How to deal with the demultiplexed and quality controlled data

Dear all,

I got a set of pair end data, which is demultiplexed, with low quality sequence removed, adaptor, barcode and primer trimmed, but haven't been joined yet.

As I know (I am not sure actually), DADA2 has its own algorithm to remove the low quality sequence and to join the read1 and read2, generating representative sequence for the downstream analysis. So I think the best data for DADA2 may be the demultiplexed data with only barcode and primer trimmed. But what can I do with my data which has been quality controlled?

I do tried to import the the data and applied the DADA2, but got the unsatisfied results because almost 30% of the sequences were removed:

May I know is there any other way I can obtain the representative sequence and the feature table from my data?

Thanks for all the ideas and suggestions!!

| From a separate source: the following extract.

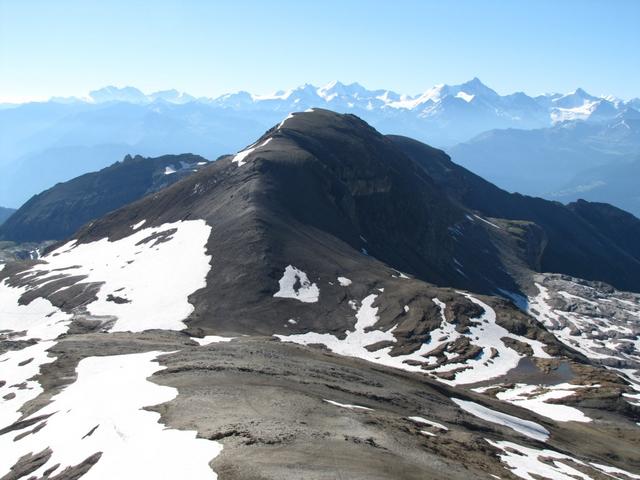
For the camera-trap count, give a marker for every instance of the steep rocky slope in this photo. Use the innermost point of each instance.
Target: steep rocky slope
(58, 212)
(316, 305)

Yes, dada2 denoises the sequences, i.e., it builds an error model of the sequences to predict and correct errors that it finds. Sounds like the best place to start is reading the original publication for dada2

Sounds like your data has most likely just been filtered based on Q scores. It is probably still okay to run this through dada2.

That is actually very normal for dada2. 30% sounds high, but I have seen higher and this should not be unsatisfying! Let’s pick this apart:

  1. ~5% is being dropped at the “filtered” stage — dada2 does an initial pass to filter low quality sequences based on Q score.
  2. Looks like none are being dropped during denoising.
  3. 5-10% are being dropped during merging. Check around on this forum — there are lots of posts for troubleshooting merging issues — but make sure you are trimming at the right spots and you have ample sequence left over for 20+ nt of overlap between forward and reverse reads. Sounds like you may be using qiime1-style quality filtering, which will also be trimming reads where quality drops off. This can be problematic for attempting to merge sequences if they are being truncated too much!
  4. Another ~5% are being identified as chimera.

So all in all this looks like a reasonable filtering profile, given that error and chimera can be rife. If I were you, I would try to fix the merging issue to increase yields, but I might not try too hard — if you are using qiime1-style quality filtering these are probably just sequences that have low quality appearing earlier on in the read and may just be filtered by dada2 anyway if you attempt to truncate them less prior to dada2.

Good luck!

Thank you very much for the suggestions!!

This topic was automatically closed 31 days after the last reply. New replies are no longer allowed.